The primary release of nuclear energy by neutron-induced fission is easily controlled – the unstable neutrons are simply absorbed and the energy release halted. The secondary process, the radiation from the decay of the embers of fission, has only 1% of the energy but is uncontrollable – it has to be absorbed and mopped up. But, unlike an infection or a flame of fire, radiation is not contagious. Indeed, at low and moderate exposures radiation is essentially harmless and even beneficial, as experienced by those who received it for their health. In fact, biological cells have evolved nearly complete protection against radiation because it has always been present in the natural environment – if they hadn’t, we should not be here.
When guns and gunpowder replaced bows and arrows, the increased energy spooked the threat and reality of warfare. That was true of nuclear weapons, too. Indeed, the blast and fire released by a few kgs. of pure nuclear fuel is comparable to that of a few thousand tonnes of TNT – that is the factor of 1m again. That is what destroyed the cities of Hiroshima and Nagasaki in 1945. However, data on the health of survivors confirm that the secondary radiation caused less than 0.5% of additional deaths. Still, the ghoulish story that has prevailed ever since has emphasised radiation with its supposed delayed and widespread effects. For many decades now, Hiroshima and Nagasaki have been thriving cities. The ‘disaster’ of Fukushima caused no casualties from radiation, but fear of it had serious worldwide economic, environmental and social consequences. Nonetheless, dread of a nuclear apocalypse continues to be used for political purposes, though unsupported by any scientific evidence. This is not to say that the effect of a nuclear explosion is not very destructive indeed, but it is local and short-term, and the radiation plays a relatively small part.

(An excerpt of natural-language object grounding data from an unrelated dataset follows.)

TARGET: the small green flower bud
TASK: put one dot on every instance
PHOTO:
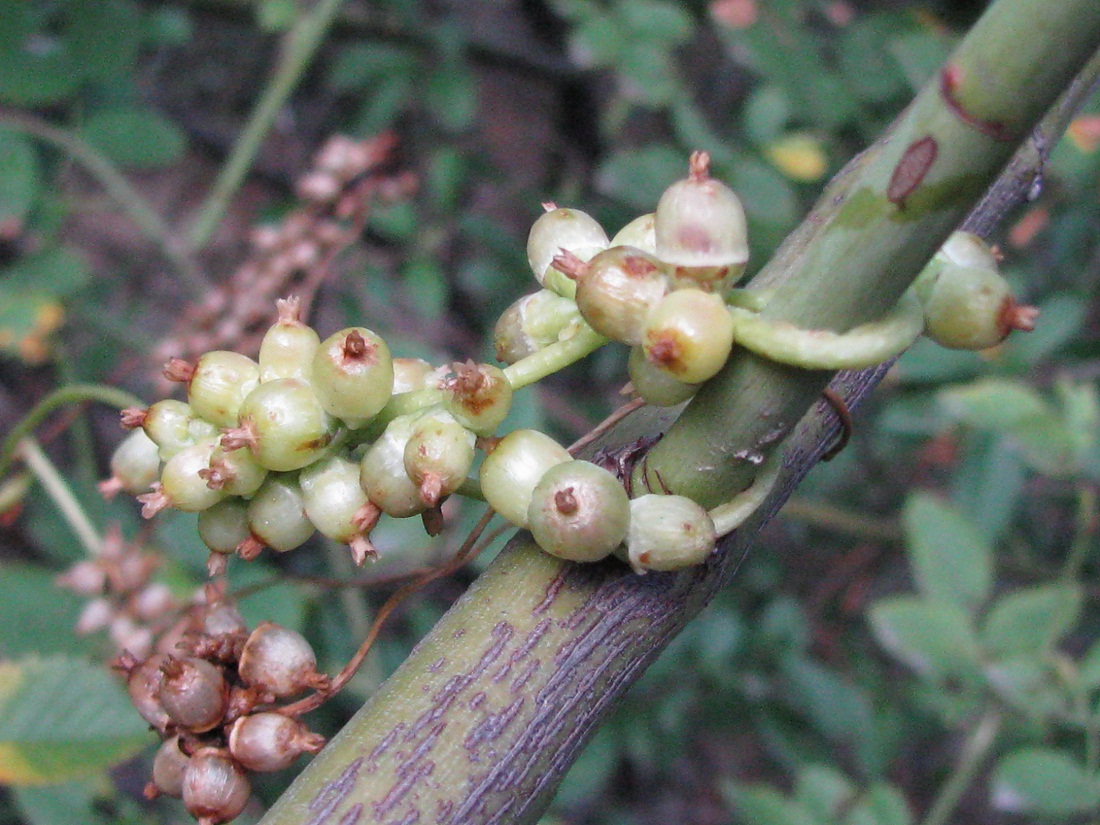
(382, 471)
(701, 229)
(668, 532)
(689, 334)
(479, 396)
(640, 233)
(616, 289)
(557, 230)
(277, 514)
(217, 384)
(288, 347)
(438, 454)
(509, 473)
(579, 512)
(655, 385)
(532, 322)
(284, 425)
(135, 464)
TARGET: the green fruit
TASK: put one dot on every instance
(668, 532)
(284, 425)
(277, 514)
(510, 472)
(653, 385)
(579, 512)
(689, 334)
(701, 229)
(557, 230)
(288, 347)
(438, 455)
(616, 290)
(353, 374)
(479, 396)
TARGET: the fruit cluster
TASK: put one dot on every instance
(212, 701)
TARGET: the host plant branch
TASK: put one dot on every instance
(483, 719)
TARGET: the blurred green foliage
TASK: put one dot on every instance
(916, 637)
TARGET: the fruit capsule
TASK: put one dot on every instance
(135, 464)
(701, 229)
(279, 661)
(271, 741)
(217, 384)
(509, 473)
(277, 515)
(353, 374)
(668, 532)
(216, 789)
(560, 229)
(653, 385)
(689, 334)
(579, 512)
(288, 347)
(532, 322)
(479, 396)
(438, 454)
(616, 289)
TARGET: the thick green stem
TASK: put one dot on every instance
(482, 721)
(299, 46)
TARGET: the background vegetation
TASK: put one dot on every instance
(914, 639)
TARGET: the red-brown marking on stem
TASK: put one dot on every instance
(911, 168)
(949, 80)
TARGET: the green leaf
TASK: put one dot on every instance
(994, 404)
(1031, 620)
(19, 177)
(24, 627)
(762, 805)
(638, 176)
(1044, 781)
(103, 36)
(935, 638)
(882, 804)
(823, 791)
(135, 138)
(950, 560)
(64, 718)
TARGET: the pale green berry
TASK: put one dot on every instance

So, we should hasten the vast benefit that nuclear energy can bring to human prosperity. No doubt there will be setbacks, as there were in the early days of the Industrial Revolution. Impending automation will cause unrest in a shrinking workforce. Immigration may provide effort to plug the productivity gap for a while, but birthrates are falling everywhere and in a few decades the benefit of this current political irritant will not be available. Then the effort provided by extra physical energy will be essential to support life as we know it, and that will have to come from nuclear energy. More humans will be needed to care for the elderly and to educate children about the natural world without precautionary redactions. Then to restore the birthrate, the cultural status of motherhood will be raised.